Maynard pointed the gun in Emily’s direction. “Silly. I won’t kill anyone. I will fix them. In one stroke I will wipe out all tears, all grief and sorrow, all pain and torment. People will just go back to being the animals they were always meant to be.”
“But without our superior brain, we will never survive,” Emily said.
“Maybe so. But the earth will be healed. The earth will survive. Don’t you want to save the planet?”
“Not like that,” Jessica said and took a step.
As Maynard hesitated, being unable to point the gun in both directions at once, Maria said, “Over here.” She found Maynard’s eyes and gun focused on her and she ducked. Emily and Jessica jumped. Melissa wiggled her fingers as the gun went off.
“It’s not orange soda. I’m not going to drop it,” Melissa said as the vial floated to her hand which was covered by a glove no one noticed she had slipped on.
Emily hit the professor a little harder than necessary. Jessica found some duct tape to tie her up. Maria found an oversized specimen container, one that came with a lid. She filled it with tap water while Melissa carefully poured the pink liquid into it and then thought to drop the whole test tube in.
Maynard was not quite unconscious, but when she realized what they were doing, she tried to scream through the duct tape.

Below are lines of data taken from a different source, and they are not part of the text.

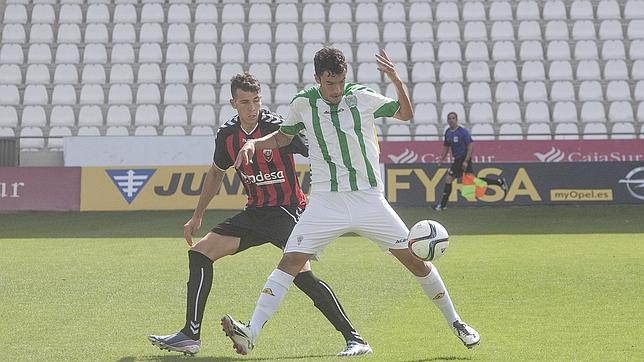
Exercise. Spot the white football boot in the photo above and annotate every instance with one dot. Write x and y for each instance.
(468, 335)
(177, 342)
(238, 333)
(355, 348)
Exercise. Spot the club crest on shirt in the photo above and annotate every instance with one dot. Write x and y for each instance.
(268, 155)
(351, 100)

“Now the notes,” Maria said and she immediately got on Maynard’s computer and started to type.
“Wait, don’t you think Julie Tam might want a look at the notes? Maybe they can find a cure.” Melissa suggested.

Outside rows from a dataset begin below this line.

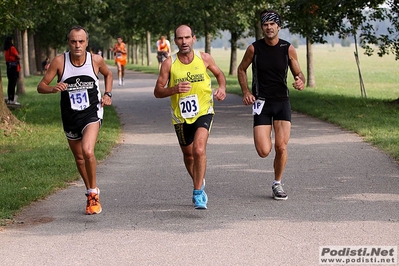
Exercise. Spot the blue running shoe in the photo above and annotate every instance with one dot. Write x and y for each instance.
(200, 199)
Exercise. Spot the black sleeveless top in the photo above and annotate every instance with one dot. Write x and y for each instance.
(269, 70)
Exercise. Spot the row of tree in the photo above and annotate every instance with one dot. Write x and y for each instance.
(40, 26)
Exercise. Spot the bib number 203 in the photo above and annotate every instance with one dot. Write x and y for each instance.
(189, 106)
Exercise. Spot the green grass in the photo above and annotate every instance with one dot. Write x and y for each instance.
(337, 96)
(35, 159)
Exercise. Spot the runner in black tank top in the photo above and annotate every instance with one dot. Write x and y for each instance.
(270, 58)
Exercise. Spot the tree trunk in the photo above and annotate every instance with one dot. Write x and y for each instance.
(142, 49)
(25, 54)
(39, 53)
(309, 64)
(32, 55)
(149, 63)
(7, 119)
(258, 27)
(20, 83)
(233, 54)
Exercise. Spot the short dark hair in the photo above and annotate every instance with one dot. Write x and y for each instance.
(271, 11)
(77, 28)
(192, 31)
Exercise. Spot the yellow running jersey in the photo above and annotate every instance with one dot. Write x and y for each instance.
(187, 107)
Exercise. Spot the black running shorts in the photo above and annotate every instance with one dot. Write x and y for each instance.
(273, 111)
(185, 132)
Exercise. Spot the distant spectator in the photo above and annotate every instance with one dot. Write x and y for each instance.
(45, 65)
(13, 67)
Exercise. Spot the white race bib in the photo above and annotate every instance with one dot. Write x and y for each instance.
(79, 100)
(189, 106)
(257, 107)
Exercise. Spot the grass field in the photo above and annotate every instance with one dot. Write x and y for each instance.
(337, 97)
(35, 159)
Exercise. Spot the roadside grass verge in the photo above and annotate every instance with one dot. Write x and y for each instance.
(35, 159)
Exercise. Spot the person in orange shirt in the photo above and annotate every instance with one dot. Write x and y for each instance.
(120, 55)
(12, 61)
(163, 50)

“One hard copy only,” Maria said. “But keeping it on any computer that might be hooked up to the web is too dangerous. I could use your help.” Melissa nodded and got on the other terminal. She thought suggesting Julie was the right thing to do, but the idea of a mindless, helpless humanity really frightened her, especially after her experience last year with Abby the witch.
“We need to trace all her contacts to see if she stored info somewhere else or e-mailed the experiment to someone,” Melissa added.
Emily was on the phone with the police and with Julie Tam that very moment.
Jessica stomped her foot. When everyone paused to give her their attention, she whined. “Now I have to really study for my environmental science final. I can’t just blame people for everything and expect to get an A. It’s like last year, Ms Farmer in art history dying again right before finals. And I sucked up so hard, too.”